自転車に乗っていたP君を無理やり乗用車に乗せるという大胆な犯行だったため、同市警察は200人を動員して捜査にあたり、わずか数時間で犯人のグエン・ドゥック・チュン容疑者(男・31歳)を逮捕した。
事前に犯行を計画していた容疑者は、富裕層が多く、庭付き一戸建てが建ち並ぶ同都市区に目をつけ、ゴム弾や手袋、粘着テープなどを用意した。

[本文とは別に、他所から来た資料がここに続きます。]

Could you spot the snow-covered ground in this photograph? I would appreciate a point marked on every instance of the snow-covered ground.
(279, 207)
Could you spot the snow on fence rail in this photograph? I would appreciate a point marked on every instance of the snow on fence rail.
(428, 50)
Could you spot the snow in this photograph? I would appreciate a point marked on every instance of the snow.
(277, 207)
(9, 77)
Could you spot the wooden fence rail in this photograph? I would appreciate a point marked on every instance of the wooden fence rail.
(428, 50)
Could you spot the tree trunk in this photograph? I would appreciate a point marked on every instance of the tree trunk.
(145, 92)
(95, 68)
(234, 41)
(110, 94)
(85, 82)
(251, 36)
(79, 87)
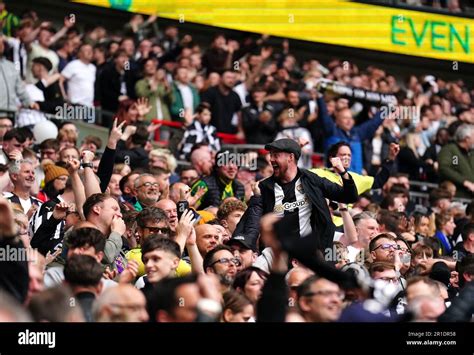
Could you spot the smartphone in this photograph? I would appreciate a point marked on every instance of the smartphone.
(182, 206)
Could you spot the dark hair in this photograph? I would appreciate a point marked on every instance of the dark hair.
(84, 237)
(164, 296)
(14, 133)
(229, 206)
(153, 214)
(208, 258)
(155, 242)
(305, 286)
(332, 151)
(83, 270)
(467, 230)
(92, 201)
(243, 276)
(52, 304)
(235, 301)
(374, 241)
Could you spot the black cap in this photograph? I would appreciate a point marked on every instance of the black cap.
(244, 241)
(285, 145)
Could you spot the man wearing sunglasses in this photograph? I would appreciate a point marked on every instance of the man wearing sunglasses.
(383, 248)
(221, 261)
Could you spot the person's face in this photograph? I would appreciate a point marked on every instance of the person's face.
(253, 287)
(86, 53)
(246, 256)
(367, 229)
(424, 226)
(224, 235)
(60, 183)
(26, 176)
(132, 302)
(108, 210)
(159, 264)
(228, 80)
(44, 38)
(49, 153)
(188, 177)
(182, 75)
(384, 250)
(233, 219)
(293, 98)
(5, 126)
(129, 187)
(324, 301)
(344, 120)
(13, 145)
(163, 180)
(114, 186)
(150, 68)
(186, 311)
(148, 190)
(449, 227)
(240, 317)
(223, 264)
(67, 154)
(280, 162)
(205, 117)
(129, 47)
(207, 238)
(121, 60)
(171, 212)
(387, 276)
(153, 227)
(403, 180)
(346, 156)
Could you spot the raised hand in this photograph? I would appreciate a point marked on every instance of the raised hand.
(60, 210)
(143, 107)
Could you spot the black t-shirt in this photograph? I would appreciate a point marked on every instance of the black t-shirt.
(224, 109)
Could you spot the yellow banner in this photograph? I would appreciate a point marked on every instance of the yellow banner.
(329, 21)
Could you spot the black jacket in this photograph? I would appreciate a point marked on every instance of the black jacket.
(317, 189)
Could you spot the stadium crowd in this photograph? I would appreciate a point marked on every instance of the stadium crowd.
(116, 231)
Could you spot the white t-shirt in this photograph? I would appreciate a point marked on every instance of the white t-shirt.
(80, 84)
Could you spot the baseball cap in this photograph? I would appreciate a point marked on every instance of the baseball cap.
(242, 240)
(285, 145)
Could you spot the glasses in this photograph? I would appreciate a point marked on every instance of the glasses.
(227, 261)
(326, 293)
(387, 246)
(159, 230)
(149, 184)
(393, 280)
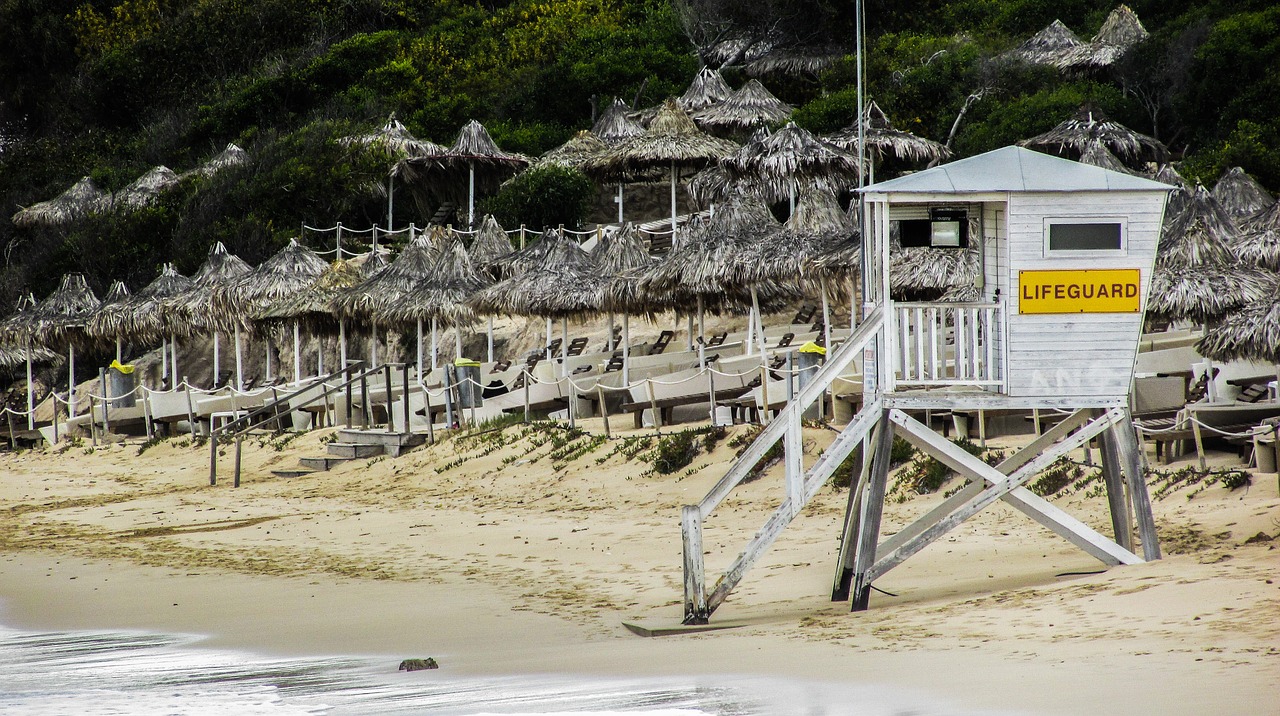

事件当日の夕方、車を運転しながら標的を物色し、自宅の前で自転車で遊んでいたP君を見つけ、P君を車の中に引きずり込んで逃走した。
P君から親の電話番号を聞きだすと、電話をかけて身代金150億VND(約9100万円)を要求し、「支払わなければ息子の命はない」と脅迫した。
P君の両親は警察に通報し、警察の指示に従って行動した。複数回の電話交渉を経て、容疑者は身代金を130億VND(約7900万円)に引き下げることに同意した。
130億VNDの現金を用意したP君の母親は容疑者の指示に従い、1人で車を3時間運転して、受け渡し場所に指定された北部紅河デルタ地方ハナム省ドンバン町のドンバン工業団地の取付道路に到着した。
翌15日午前5時ごろに身代金を受け取りに現れた容疑者は、現金の入ったリュックサックを受け取った後、「息子は後で解放する」と言い、P君も同乗していた車で現場から立ち去ろうとした。しかし、母親はボンネットに飛び乗って「息子を取り戻す」と断固とした態度を示し、容疑者の車の中からP君を無事保護した。
容疑者は逃走を続けようとしたが、張り込んでいた警察官らに取り押さえられた。その際に警察官1人が容疑者に撃たれて大腿部を負傷した。
これまでの捜査結果によると、容疑者は無職で借金を抱えており、P君一家とは顔見知りではないという。